Each piece in the collection is so different, as mentioned, and Melt has no exact parallel. I’ve never before seen a piece fit so clearly into an artist’s total works, nor have I ever seen such a grand vision laid out within those works, but Roses has created something of truly wide breadth, truly magnificent value, an entire artistic career that is, itself, a touching, beautiful narrative, a great expanse, something that is, itself, much larger than just an artist’s myriad minute expressions.

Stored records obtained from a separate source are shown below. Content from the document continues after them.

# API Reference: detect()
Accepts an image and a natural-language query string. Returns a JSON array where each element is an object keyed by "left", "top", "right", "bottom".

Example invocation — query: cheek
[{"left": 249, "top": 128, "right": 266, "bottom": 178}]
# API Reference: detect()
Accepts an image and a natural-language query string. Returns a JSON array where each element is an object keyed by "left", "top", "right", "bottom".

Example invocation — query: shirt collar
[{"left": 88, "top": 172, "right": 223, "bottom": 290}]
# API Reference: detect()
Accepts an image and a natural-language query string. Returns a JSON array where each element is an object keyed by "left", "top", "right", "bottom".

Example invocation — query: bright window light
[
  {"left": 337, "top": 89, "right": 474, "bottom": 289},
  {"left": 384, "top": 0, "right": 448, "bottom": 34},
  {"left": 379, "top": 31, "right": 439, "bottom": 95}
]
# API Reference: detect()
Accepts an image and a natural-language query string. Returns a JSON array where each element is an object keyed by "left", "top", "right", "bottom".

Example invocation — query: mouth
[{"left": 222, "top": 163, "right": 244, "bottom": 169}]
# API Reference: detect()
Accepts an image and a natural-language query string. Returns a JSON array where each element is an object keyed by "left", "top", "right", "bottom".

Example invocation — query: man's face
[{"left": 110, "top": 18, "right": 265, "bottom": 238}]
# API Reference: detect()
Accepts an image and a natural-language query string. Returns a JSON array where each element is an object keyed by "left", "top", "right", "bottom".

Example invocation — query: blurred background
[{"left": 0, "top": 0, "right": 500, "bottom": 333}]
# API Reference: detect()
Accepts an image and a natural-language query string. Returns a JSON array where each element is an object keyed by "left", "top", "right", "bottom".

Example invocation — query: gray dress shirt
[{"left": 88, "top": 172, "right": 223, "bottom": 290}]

There’s loss at the center of these pieces. It’s unclear who the artist lost, but each piece, and the entire collection, is dedicated as follows: “In Loving Memory R.E.Y.” In Melt (119/150) more than perhaps any other piece, we can feel that loss. In other pieces, there are images of people, black and white, photograph-style, which capture a specific longing. There are images of a rose in all manner of environment, looking strong, looking wilted, looking resolute. But the emotion that is unlocked via the seemingly-simple construction of a shape-shifting rose in Melt is magnificent. It is an expression of grief, longing, and loss far more powerful because of its lack of connection to any specified image of any specific person. It is the human being made into a symbol, and that symbol is then charged with all the artist’s locked-up emotion. The roses, crying. The roses, changing, faster than we can comprehend, gone before we can appreciate them. The allusion to a father’s hobby in the Artist Description. All coalesce to gift this image an intense hold, and taking it in all at once is mesmerizing; we get lost in the piece, it consumes us, and we let it consume us, because of the deep, indescribable emotions they engender.

In this piece, I see my own loss. I see the faces of my own loved ones. I see my own father. I see my own mother crouched down beside her roses, or a vase with the clippings she laid out on the countertop, or I think of my great-grandmother, Rose, my namesake. These are not pointless or random allusions. They are the product of the piece unlocking emotion and then tying that emotion to a symbol. Instead of the artist providing their own nostalgia, their own memories, allusions to their own life, they recede from their own piece, allowing us as the audience to step within and feel alongside them, magnified by the faces and names and memories we ourselves bring to it. There is space here for our own histories. We are invited to bring them, asked to bring them, given no choice but to bring them in and set them down within the ever-changing roses and feel ourselves losing things, grasping onto ghosts, culling memories. 

Each of these roses, as it flashes by, is different from the others, yet they are bound to each other by place —here— and by species —us— and by lifespan —just a moment. They are easy symbols for us to impose ourselves upon. And we do. And we feel so deeply, as if they are our own father’s roses. As if the drippings came from our own brushstrokes.